Look at the influence of the Psalms in your own life. Have they not touched you inwardly again and again?
David was not preoccupied with accomplishment. He was preoccupied with God. What we are comes out of our private life. It’s invisible to almost all but God. Yet it greatly influences others. Great lessons are learned in the secret place. Dependence is learned and we are touched at the bottomless depths of our personality and spirit.
We aren’t going to get anywhere unless we go into the deep with God. I lived on a ship for years and we never got anywhere unless we launched out into deep waters. If we learn this lesson—private before public—we have learned the greatest of lessons that will affect the rest of our lives. It’s solitude and devotion before activity.
Learning to Live a Devoted Life
“Devote yourselves to prayer, being watchful and thankful” (Colossians 4:2).
Christians often have the problem of living on the surface, the visible level. It’s a temptation we must all face. The outward is most immediate for our attention. It demands our time and energy. We can feel trapped by the tyranny of the urgent. The battleground of the ages is activity—it’s Satan’s great strategy—if he can keep us constantly active, he has gotten us—we are no longer captain of our souls, and easily sink. An impulsive desire of mankind is to avoid concentration on God. It’s so easy to work for Him any day than to let Him work in us.
People all around us are driven, but why?

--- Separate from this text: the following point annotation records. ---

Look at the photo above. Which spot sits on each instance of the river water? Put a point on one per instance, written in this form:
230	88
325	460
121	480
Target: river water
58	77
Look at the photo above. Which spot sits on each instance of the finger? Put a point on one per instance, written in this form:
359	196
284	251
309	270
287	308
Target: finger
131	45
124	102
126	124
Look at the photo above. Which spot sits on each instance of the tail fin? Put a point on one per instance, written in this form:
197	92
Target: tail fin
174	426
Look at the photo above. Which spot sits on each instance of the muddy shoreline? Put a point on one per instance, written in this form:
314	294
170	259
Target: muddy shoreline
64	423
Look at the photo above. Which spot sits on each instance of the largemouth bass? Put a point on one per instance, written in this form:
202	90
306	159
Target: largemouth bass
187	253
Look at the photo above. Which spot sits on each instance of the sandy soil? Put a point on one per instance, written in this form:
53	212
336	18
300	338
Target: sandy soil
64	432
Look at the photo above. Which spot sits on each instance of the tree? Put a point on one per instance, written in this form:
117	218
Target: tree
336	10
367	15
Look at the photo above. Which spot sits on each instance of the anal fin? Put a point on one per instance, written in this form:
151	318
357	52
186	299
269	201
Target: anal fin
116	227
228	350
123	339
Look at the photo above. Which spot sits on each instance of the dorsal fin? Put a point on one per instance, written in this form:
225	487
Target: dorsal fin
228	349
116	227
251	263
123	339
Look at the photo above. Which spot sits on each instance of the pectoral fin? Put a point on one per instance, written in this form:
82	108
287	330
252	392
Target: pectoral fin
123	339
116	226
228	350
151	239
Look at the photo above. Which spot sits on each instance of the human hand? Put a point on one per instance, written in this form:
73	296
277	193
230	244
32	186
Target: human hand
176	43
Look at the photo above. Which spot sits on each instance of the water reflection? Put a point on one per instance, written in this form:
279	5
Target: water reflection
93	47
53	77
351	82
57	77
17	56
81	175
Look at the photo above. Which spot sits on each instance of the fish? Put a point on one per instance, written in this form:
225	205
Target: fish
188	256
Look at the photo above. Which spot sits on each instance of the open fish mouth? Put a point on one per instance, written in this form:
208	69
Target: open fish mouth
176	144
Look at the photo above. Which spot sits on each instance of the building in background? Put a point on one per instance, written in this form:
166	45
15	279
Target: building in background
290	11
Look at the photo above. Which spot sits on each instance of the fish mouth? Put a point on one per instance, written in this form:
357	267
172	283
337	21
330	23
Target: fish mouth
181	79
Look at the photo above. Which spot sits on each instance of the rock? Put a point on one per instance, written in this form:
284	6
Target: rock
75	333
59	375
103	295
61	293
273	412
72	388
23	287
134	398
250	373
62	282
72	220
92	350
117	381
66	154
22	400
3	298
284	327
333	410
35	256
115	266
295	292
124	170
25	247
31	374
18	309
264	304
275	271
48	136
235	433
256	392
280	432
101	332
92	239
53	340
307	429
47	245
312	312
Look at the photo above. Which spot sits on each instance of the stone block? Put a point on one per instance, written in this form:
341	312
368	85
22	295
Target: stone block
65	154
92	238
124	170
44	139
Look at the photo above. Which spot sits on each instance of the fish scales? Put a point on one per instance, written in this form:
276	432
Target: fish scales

We are often starved for respect and public applause. Perhaps we are afraid to face our inner problems or never had the approval of one significant person in the past. Maybe we are trying to gain acceptance or want power in order to compensate for the loss of never hearing “Well done.” Or we could be covering guilt and are trying to clothe it in spirituality. Maybe the hurts of the pass will just not go away. We may have been raised in a home where accomplishment and drivenness was a way of life or where there was pride and competition all around us. There are many reasons why. But it’s time we look inside and let God drive all the wrong motives out of us. We must learn to live a devoted life.
Perhaps the opposite of drivenness is to learn to wait upon God in stillness. David said in Psalm 27:14, “Wait for the Lord; be strong and take heart and wait for the Lord.” In waiting David demonstrated dependence. He listened and he waited while he watched over the flock. He knew how to draw on God’s resources (Psalm 63:8). He knew how to receive from God in solitude. Fountains of living water come from the interior. God wants to build dependence and quality from the inside out. David learned how to battled for his nation in God’s strength, not his own.
Are you tempted not to make prayer and devotion to Christ your first ambition in life? Does the devil tempt you to focus on the externals of life rather than what is most important. Are you tempted to run around in endless activity or are you learning to listen to the still, small voice of God. Keeping Jesus as Lord of our life is the best way you and I can live. Let’s keep Jesus in the center and cultivate a devoted heart.
“On my bed I remember you; I think of you through the watches of the night. Because you are my help, I sing in the shadow of your wings. My soul clings to you; your right hand upholds me” (Psalm 63:6-8).